Tick Data vs Minute Data: Scaling for Accuracy
The Logic of the Gap: What is Tick Data?
Tick data represents every single price change (bid/ask) that occurs in the market. In a single minute, there could be hundreds of ticks as liquidity providers battle for price superiority. Conversely, Minute Data (M1) only records the Open, High, Low, and Close (OHLC) of each 60-second period, completely ignoring the 'Chaos' that happens inside the candle.
For long-term trend-following EAs, M1 data is often sufficient. However, for scalpers and high-frequency algorithms that target 2-5 pips, relying on M1 data is the most common cause of 'Fake' backtest results. Without tick-accurate data, your EA is essentially guessing how the price moved from Low to High inside the candle.
The MT4 Trap: How Fake Ticks Are Generated
When you run a backtest in MetaTrader 4 using standard M1 data, the platform uses a 'Random Fractal' algorithm to generate fake ticks within the candle. It assumes that if the OHLC is known, it can interpolate the movement. This is fundamentally flawed.

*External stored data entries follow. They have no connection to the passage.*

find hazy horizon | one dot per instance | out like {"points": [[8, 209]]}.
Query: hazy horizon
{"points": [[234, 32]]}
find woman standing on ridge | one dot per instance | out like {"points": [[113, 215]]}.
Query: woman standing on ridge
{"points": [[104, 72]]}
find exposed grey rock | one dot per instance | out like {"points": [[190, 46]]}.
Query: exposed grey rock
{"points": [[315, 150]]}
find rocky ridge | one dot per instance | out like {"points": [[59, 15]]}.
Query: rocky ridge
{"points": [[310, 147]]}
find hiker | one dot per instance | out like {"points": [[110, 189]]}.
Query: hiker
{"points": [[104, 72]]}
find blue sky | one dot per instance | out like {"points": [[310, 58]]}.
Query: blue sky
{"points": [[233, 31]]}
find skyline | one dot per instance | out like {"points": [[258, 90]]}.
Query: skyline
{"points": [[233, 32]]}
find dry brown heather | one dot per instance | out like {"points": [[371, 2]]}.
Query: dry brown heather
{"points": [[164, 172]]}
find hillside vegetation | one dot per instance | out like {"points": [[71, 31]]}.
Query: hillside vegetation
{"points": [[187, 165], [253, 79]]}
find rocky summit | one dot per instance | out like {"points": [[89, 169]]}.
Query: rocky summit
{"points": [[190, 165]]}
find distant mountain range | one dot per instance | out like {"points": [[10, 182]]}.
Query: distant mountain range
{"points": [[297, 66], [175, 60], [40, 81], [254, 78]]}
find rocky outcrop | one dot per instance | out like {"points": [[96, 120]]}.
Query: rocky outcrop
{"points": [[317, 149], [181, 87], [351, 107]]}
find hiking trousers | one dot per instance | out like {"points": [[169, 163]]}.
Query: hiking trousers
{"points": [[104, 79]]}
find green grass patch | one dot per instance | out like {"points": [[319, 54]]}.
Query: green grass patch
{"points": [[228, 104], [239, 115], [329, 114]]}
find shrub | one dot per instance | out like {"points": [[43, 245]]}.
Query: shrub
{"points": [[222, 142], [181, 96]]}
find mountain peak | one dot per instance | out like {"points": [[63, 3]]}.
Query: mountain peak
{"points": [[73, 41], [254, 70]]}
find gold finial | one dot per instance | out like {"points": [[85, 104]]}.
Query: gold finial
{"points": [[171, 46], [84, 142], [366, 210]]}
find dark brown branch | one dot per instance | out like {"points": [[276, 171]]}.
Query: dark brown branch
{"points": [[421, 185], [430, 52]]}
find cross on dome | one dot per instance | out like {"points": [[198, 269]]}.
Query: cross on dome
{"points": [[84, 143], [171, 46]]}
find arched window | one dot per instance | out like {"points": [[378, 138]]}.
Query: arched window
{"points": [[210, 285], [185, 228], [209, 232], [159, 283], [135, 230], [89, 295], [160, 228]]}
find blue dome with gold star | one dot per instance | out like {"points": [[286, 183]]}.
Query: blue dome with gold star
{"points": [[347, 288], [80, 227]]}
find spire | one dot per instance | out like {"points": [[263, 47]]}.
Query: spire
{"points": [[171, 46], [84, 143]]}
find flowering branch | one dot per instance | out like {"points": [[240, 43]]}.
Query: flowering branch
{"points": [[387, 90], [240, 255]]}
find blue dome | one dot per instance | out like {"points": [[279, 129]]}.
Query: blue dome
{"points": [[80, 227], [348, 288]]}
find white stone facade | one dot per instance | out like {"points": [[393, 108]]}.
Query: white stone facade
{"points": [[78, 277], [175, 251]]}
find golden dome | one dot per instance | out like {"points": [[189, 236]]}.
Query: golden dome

Because the MT4 tester doesn't know if the High happened before or after the Low within a single M1 candle, it will often 'Fill' your take-profit or stop-loss unfairly. This results in the infamous '90% Modeling Quality'—which is actually a failing grade in professional algorithmic trading. You want 99.9% modeling quality, which is only possible with real, historical tick data.
{ Tick Data Checklist }
Primary: Access to historical tick data (Dukascopy/LMAX)
Precision: Achieve 99.9% modeling quality
Variable: Must test with dynamic (floating) spreads
Slippage: Account for 100-200ms delay in execution
Verification: Compare backtest results with live 'Forward' tests
Tooling: Use Tick Data Suite (TDS) for MT4
The Modeling Quality: Achieving 99.9% Precision
Professional quantitative traders use third-party tools (like Tick Data Suite or QuantConnect) to inject actual historical ticks from providers like Dukascopy or TrueFX into their testing environment.
Real tick data includes Variable Spreads. During major news events or the Asian session rollover, the spread can widen from 0.5 pips to 10 pips. Standard MT4 testing uses a 'Fixed' spread, making your EA look profitable in conditions where it would actually be destroyed by the widening spread and slippage.
Why it Matters: The Scalper's Nightmare
If your EA's average profit per trade is 3 pips, a 1-pip error in your backtest data isn't just a minor mistake—it is a 33% error in your total expectation. This is why so many retail EAs look like 'straight lines' in the backtester but fail immediately when moved to a live account. They were developed on 'Perfect' but fake data.